Le claquement de leurs pas finit par s'arrêter.
En courant, elles ne cessaient de regarder autour d'elles, mais ne virent aucun signe du Manteau Rouge les poursuivant.
Toutes deux avaient la même expression terrifiée sur le visage.
Puis, elles s'enfuirent dans une ruelle étroite. Elles avaient couru trop vite et étaient trop paniquées, si bien qu'elles étaient toutes les deux épuisées.
« Je ne peux plus continuer… Si je continue à courir, je n'aurai vraiment plus aucune force. »
L'endurance de Satsuki ne pouvait être décrite que comme moyenne.
D'un autre côté, Suzuname semblait faire de l'exercice souvent et avait une bien meilleure endurance.
« Même si tu dis ça, il n'y a nulle part où se cacher ici. Allez, entrons dans cette maison devant. »
Suzunama pensa que si elles restaient là, elles pourraient être attrapées. Elle repéra un manoir plus loin dont la porte était entrouverte, saisit la main de Satsuki et l'ouvrit prudemment.
La cour à l'intérieur du mur était vide et silencieuse, envahi par les mauvaises herbes. Elles refermèrent doucement le portail, glissèrent dans la cour, poussèrent la porte du manoir et s'appuyèrent contre l'embrasure, poussant un petit soupir de soulagement.
« Je pense qu'ici, "ça" ne nous trouvera probablement pas. »
Suzunama soupçonna que le Hunterghost était peut-être parti après quelqu'un d'autre. Quand elles s'étaient enfuies, les trois autres personnes étaient parties dans des directions différentes, et elle n'avait aucune idée de l'endroit où elles avaient abouti.
« Mais, cette chose… qu'est-ce que c'est exactement ? Est-ce vraiment le "Hunterghost" ? Et pourquoi "ça" est-il si déterminé à nous traquer ? »
rien qu'à repenser à ce qui s'était passé plus tôt, les jambes de Satsuki tremblaient incontrôlablement.
C'était tout simplement trop horrible !
Tout ce qu'elle voulait, c'était rentrer tôt — qui aurait cru qu'il lui arriverait quelque chose comme ça !
« Ton nom est Satsuki, c'est ça ? »
Suzunama s'appuya contre le Hall d'Entrée, le visage tourné ailleurs, et dit sur un ton détaché : « Tout ce qui s'est passé aujourd'hui m'a semblé un rêve.

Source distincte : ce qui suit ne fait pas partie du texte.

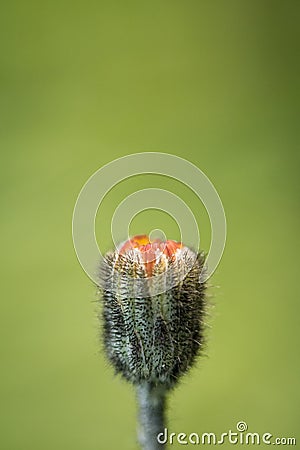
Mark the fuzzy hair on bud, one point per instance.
(153, 338)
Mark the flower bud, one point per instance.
(153, 309)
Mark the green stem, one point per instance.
(152, 406)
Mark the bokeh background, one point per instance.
(83, 83)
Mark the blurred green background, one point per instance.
(83, 83)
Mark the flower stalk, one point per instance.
(153, 319)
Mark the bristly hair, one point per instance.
(153, 338)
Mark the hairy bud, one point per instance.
(154, 305)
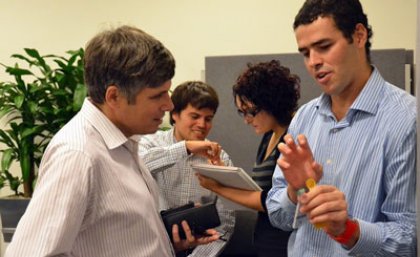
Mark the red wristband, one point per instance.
(344, 238)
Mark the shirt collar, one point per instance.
(112, 136)
(368, 100)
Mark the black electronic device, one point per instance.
(199, 218)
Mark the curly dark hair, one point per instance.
(271, 87)
(197, 93)
(345, 13)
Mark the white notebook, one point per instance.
(227, 176)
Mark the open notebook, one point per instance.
(227, 176)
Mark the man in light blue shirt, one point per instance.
(357, 140)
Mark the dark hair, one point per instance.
(271, 87)
(199, 94)
(128, 58)
(345, 13)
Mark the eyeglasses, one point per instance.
(250, 113)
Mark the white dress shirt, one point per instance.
(93, 197)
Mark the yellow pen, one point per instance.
(311, 184)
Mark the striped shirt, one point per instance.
(170, 165)
(370, 155)
(93, 197)
(262, 172)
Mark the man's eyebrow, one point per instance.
(316, 43)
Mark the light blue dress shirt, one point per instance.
(370, 155)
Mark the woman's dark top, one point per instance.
(268, 240)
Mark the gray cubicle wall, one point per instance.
(240, 140)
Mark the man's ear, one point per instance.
(360, 35)
(113, 96)
(175, 116)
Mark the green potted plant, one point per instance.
(45, 93)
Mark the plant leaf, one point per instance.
(6, 159)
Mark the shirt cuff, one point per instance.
(369, 241)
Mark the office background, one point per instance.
(191, 29)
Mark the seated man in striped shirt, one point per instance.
(169, 154)
(361, 131)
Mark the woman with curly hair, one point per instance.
(266, 96)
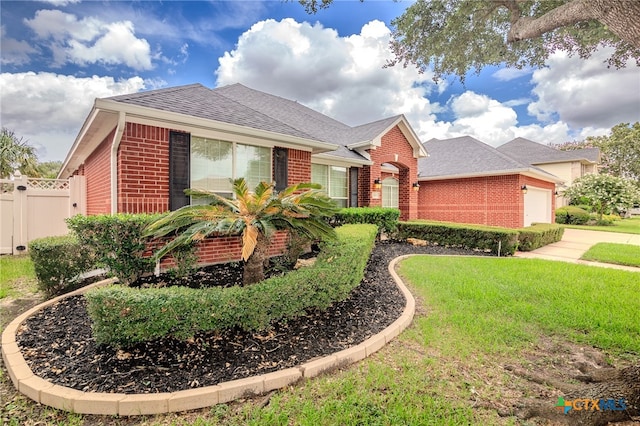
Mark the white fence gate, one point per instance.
(33, 208)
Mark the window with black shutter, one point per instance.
(353, 187)
(280, 167)
(179, 178)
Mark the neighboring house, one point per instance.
(465, 180)
(139, 152)
(567, 165)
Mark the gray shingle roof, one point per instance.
(240, 105)
(532, 152)
(466, 156)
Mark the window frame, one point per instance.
(343, 200)
(234, 162)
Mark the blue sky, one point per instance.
(58, 56)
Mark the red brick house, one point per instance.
(467, 181)
(139, 152)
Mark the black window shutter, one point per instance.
(353, 187)
(179, 169)
(281, 167)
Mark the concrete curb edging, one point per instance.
(68, 399)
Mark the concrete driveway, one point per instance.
(575, 242)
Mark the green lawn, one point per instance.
(15, 273)
(619, 254)
(474, 316)
(626, 226)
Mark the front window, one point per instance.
(333, 180)
(214, 163)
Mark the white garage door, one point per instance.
(537, 206)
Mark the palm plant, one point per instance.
(256, 215)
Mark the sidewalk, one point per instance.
(575, 242)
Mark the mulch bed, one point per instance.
(58, 346)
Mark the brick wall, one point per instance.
(97, 169)
(395, 149)
(493, 200)
(143, 169)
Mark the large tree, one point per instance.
(620, 151)
(16, 154)
(457, 36)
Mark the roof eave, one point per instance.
(526, 172)
(184, 119)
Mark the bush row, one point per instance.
(58, 261)
(122, 316)
(117, 241)
(571, 215)
(385, 218)
(499, 241)
(538, 235)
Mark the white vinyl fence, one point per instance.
(33, 208)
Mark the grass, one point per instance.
(15, 273)
(474, 316)
(626, 226)
(619, 254)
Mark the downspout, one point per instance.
(117, 137)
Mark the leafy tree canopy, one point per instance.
(16, 154)
(620, 150)
(457, 36)
(604, 193)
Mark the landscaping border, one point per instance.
(73, 400)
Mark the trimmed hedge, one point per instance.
(539, 235)
(58, 261)
(123, 316)
(571, 215)
(117, 241)
(385, 218)
(500, 241)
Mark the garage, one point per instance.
(537, 206)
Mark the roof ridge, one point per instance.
(153, 92)
(304, 110)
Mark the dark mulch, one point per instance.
(58, 346)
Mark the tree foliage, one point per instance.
(605, 193)
(253, 214)
(620, 151)
(457, 36)
(16, 154)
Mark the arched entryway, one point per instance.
(390, 192)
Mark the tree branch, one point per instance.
(524, 27)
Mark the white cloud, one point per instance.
(14, 52)
(585, 93)
(48, 109)
(342, 77)
(90, 40)
(508, 74)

Rien n'a de sens logique. »
« C'est ça ? »
Satsuki tapota ses vêtements, cherchant son téléphone, mais dès qu'elle le sortit, elle constata qu'il s'était éteint tout seul.
« Il y a juste un instant, il lui restait encore une barre de batterie. »
Elle en fut perplexe.
Toc-toc !
Juste à cet instant, Satsuki crut entendre quelque chose.
« Mademoiselle Suzunama, avez-vous entendu ce bruit ? »
« Bruit ? »
Suzunama écouta aussi attentivement un moment.
« Non, il n'y a pas de bruit. »
« Désolée, je dois être trop nerveuse. »
Satsuki offrit un sourire amer et impuissant.
« Ce n'est rien. »
Suzunama se redressa et s'étira.
« Satsuki, viens m'aider… »
Elle traversa le couloir, s'enfonçant plus loin dans la maison.
« Allons à la Cuisine et dans les autres pièces chercher des armes ! »
« Des armes ? »
« C'est ça. Tu l'as vu toi aussi — ce freak n'est pas normal, et en plus cet endroit est trop bizarre. Ce n'est pas bon d'être sans défense. »
Après avoir été confrontée si soudainement à tant d'événements effrayants, Suzunama avait aussi été trop tendue, son esprit en désordre. Mais après un certain temps, ses nerfs s'étaient peu à peu calmés, et elle put enfin penser plus clairement.
En entrant dans un coin du couloir, elle se retourna.
« Il faut qu'on trouve un moyen de quitter cette ville. C'est vraiment trop dangereux ici… »
Dit Suzunama d'un air déterminé, « Une fois qu'on aura trouvé des armes, on n'aura plus à avoir si peur. Ensuite, on pourra réfléchir à comment retrouver les autres. Crois-moi, tant qu'on reste ensemble, on trouvera sûrement un moyen de s'en sortir. »
Satsuki éprouvait un doute au fond d'elle face aux paroles de Suzunama.
Pourtant, ses mots lui donnèrent une sensation chaleureuse et familière, comme si quelqu'un lui avait déjà dit quelque chose de similaire.
C'était vraiment étrange — pourquoi avait-elle l'impression de connaître Mademoiselle Suzunama ?
Elle essaya d'y réfléchir, mais son esprit ne put trouver le moindre indice. Alors, elle n'y pensa plus et choisit plutôt d'aller aider Suzunama à chercher des « armes ».